Schlunke & Polyp explain the inspiration behind 'Little Worm's Big Question'.
Little Worm appeared out of the blue one day, during a casual natter about where people’s sense of self-worth comes from. We were discussing how different personalities resemble different animal characteristics. Some people announce their importance by being loud (roosters), some people show off their beauty by preening and grooming (peacocks), others pride themselves on their status, (alpha male gorilla), and so on...
Far too often it’s the noisy, competitive attributes that people notice, while quieter qualities like honesty, determination, curiosity and perseverance are overlooked or unappreciated.
Then we thought about worms!
On the surface, worms have no obvious strengths or talents, and are more likely noted for their vulnerability and helplessness.
But below the ground the true value of worms is evident - and phenomenal. Little Worm is the embodiment of all these overlooked qualities, yet far too modest to see them for himself.
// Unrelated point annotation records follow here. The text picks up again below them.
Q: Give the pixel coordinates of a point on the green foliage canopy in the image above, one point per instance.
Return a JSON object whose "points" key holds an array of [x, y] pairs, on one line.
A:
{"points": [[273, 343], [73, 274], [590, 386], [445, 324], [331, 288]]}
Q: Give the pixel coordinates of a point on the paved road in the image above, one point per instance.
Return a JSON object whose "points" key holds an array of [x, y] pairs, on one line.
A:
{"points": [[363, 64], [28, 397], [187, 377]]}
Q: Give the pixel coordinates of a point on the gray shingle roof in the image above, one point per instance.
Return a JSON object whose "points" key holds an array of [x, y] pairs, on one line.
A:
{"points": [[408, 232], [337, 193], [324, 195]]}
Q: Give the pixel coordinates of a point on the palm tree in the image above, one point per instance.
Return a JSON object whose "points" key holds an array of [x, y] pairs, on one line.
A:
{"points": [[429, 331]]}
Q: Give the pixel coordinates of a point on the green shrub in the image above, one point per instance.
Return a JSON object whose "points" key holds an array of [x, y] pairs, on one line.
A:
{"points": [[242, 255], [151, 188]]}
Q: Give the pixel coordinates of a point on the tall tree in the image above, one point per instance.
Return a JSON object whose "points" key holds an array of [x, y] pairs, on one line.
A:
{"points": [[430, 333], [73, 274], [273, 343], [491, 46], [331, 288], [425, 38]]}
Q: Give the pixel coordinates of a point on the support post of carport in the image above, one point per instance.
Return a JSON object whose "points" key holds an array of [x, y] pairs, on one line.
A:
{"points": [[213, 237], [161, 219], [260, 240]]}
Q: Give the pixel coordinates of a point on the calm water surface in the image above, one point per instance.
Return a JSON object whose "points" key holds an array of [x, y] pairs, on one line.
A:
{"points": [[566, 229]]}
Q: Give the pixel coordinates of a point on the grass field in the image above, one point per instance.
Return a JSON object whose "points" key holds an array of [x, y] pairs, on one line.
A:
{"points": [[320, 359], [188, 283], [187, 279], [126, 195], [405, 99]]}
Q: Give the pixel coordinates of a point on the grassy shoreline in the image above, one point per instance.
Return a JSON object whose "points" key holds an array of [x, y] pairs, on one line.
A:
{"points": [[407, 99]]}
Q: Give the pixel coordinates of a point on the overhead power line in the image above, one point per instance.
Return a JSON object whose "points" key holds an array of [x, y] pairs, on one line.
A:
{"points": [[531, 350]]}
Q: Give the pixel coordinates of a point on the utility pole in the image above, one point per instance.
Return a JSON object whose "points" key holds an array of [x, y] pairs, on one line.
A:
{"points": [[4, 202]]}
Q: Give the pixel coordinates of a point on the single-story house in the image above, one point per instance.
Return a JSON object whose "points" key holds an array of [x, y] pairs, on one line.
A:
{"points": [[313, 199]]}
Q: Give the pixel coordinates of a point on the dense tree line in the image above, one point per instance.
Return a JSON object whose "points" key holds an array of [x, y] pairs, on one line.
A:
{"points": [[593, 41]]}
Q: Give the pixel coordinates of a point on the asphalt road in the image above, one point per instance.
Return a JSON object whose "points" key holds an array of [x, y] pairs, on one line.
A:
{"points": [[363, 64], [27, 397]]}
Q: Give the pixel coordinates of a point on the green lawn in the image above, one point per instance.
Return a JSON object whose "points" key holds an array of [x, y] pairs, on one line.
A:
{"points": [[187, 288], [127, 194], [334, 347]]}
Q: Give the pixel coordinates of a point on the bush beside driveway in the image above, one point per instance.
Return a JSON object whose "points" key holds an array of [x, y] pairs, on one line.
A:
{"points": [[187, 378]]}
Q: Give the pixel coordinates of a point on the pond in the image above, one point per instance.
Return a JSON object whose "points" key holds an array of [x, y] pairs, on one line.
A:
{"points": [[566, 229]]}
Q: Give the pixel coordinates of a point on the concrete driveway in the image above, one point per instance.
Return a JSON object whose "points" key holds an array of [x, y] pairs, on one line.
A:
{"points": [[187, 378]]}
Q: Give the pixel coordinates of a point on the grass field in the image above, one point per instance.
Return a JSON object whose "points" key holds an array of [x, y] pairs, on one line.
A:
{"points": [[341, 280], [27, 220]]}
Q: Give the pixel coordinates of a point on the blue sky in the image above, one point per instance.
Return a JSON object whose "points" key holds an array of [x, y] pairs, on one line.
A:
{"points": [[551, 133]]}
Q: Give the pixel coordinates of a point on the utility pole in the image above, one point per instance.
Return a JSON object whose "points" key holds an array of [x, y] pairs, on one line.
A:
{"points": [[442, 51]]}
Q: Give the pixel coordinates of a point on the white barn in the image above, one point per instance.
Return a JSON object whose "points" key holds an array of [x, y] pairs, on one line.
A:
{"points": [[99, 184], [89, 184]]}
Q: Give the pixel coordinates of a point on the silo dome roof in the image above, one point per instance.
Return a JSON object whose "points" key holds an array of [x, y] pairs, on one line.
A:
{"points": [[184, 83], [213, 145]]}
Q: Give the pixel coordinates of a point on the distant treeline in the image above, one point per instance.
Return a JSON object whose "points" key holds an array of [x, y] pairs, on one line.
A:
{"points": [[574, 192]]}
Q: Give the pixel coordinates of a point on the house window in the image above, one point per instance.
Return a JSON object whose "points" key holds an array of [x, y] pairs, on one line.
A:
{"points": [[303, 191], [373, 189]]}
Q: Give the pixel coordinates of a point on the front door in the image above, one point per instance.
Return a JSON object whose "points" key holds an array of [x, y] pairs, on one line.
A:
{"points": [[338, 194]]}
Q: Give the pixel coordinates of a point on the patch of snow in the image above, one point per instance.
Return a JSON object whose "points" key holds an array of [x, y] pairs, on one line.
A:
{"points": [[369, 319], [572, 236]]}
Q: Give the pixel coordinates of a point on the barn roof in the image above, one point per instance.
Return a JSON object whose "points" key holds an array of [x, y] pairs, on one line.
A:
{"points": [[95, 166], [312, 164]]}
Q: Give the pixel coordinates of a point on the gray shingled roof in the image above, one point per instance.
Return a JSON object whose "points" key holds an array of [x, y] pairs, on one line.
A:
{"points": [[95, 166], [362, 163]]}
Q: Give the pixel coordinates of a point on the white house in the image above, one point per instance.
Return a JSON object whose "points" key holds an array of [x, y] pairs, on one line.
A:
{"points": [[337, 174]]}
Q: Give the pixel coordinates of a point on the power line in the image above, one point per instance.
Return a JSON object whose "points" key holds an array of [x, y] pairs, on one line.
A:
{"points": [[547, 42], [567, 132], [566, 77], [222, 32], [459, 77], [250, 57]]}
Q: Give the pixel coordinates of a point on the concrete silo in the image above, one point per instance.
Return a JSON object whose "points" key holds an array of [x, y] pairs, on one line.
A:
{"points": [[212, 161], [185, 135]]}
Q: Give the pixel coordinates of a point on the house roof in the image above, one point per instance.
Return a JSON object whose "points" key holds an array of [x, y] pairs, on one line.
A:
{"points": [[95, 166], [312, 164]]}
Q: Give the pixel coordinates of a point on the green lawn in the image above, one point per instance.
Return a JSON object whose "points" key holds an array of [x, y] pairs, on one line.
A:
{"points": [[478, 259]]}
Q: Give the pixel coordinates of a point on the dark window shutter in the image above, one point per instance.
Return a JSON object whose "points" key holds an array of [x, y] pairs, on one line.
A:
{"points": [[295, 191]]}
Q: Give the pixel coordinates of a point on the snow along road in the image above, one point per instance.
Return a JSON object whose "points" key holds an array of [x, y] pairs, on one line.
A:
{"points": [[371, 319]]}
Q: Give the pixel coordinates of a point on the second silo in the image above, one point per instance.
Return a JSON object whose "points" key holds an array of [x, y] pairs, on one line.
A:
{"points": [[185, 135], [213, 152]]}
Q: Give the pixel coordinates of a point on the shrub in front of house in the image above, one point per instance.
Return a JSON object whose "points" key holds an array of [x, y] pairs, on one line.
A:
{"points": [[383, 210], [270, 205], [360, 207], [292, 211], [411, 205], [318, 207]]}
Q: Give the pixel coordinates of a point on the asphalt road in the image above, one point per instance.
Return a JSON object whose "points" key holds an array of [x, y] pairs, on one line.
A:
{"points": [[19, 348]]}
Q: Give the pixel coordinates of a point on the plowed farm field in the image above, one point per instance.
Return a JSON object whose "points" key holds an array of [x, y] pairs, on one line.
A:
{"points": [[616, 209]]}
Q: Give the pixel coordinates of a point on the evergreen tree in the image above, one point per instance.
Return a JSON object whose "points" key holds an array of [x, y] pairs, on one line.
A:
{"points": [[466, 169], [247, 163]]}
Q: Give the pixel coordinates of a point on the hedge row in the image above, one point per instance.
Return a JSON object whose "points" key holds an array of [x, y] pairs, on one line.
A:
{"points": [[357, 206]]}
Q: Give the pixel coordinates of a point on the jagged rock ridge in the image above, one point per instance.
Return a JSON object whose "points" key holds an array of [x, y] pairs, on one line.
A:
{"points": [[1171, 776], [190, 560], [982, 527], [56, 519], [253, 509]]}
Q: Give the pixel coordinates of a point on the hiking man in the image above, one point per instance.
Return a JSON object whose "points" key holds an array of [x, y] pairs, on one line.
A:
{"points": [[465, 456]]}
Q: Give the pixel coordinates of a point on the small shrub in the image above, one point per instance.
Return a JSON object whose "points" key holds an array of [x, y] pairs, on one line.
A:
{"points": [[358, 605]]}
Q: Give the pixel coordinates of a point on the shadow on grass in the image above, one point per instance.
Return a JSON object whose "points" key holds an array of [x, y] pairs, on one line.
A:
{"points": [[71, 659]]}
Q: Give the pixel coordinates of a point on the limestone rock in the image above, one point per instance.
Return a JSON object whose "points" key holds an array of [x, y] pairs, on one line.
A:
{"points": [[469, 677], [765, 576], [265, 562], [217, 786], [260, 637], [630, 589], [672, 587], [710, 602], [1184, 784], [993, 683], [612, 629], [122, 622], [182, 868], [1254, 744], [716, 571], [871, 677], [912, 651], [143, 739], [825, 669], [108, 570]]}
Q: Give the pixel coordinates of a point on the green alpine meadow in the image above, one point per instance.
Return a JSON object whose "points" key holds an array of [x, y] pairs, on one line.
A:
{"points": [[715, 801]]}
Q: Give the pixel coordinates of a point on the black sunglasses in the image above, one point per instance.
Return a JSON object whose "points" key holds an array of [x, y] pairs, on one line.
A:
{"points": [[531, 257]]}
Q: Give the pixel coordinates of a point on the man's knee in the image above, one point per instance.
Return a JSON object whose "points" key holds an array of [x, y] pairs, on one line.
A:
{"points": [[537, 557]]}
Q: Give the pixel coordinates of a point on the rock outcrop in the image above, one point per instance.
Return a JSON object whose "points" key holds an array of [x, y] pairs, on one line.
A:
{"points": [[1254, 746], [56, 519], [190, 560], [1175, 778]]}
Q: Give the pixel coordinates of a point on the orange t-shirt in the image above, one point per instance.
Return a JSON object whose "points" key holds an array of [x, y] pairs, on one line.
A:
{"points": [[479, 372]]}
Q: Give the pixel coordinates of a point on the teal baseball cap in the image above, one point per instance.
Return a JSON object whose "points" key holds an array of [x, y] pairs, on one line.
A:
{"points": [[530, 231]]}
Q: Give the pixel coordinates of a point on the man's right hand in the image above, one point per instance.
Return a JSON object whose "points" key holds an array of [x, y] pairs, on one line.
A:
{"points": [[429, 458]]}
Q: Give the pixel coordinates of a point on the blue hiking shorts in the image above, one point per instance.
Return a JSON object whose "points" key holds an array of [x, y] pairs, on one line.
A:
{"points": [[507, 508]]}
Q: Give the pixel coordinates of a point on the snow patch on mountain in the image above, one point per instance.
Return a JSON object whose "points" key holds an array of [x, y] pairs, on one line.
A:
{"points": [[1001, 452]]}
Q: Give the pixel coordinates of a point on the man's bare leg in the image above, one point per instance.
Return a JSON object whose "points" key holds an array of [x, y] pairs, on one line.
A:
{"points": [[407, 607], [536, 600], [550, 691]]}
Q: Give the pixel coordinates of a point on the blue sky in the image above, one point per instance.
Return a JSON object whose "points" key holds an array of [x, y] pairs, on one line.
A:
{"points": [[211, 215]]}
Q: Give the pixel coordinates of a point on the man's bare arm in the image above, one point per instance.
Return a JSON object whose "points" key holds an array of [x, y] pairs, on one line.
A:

As artists, we’d often expressed frustration at the patronizingly low standard of artwork in childrens’ books. Why is it assumed that children don’t appreciate complex, vivid, images?
Who says that children relate to over-simplified, two-dimensional, scribbly drawings?
We wanted to create a book for all ages that is entertaining and funny, investigative, challenging and inspiring. We want the readers to become lost in the images, and to return to them again and again to spot new details - like the threats to each animal lurking in the backgrounds... some more obviously than others.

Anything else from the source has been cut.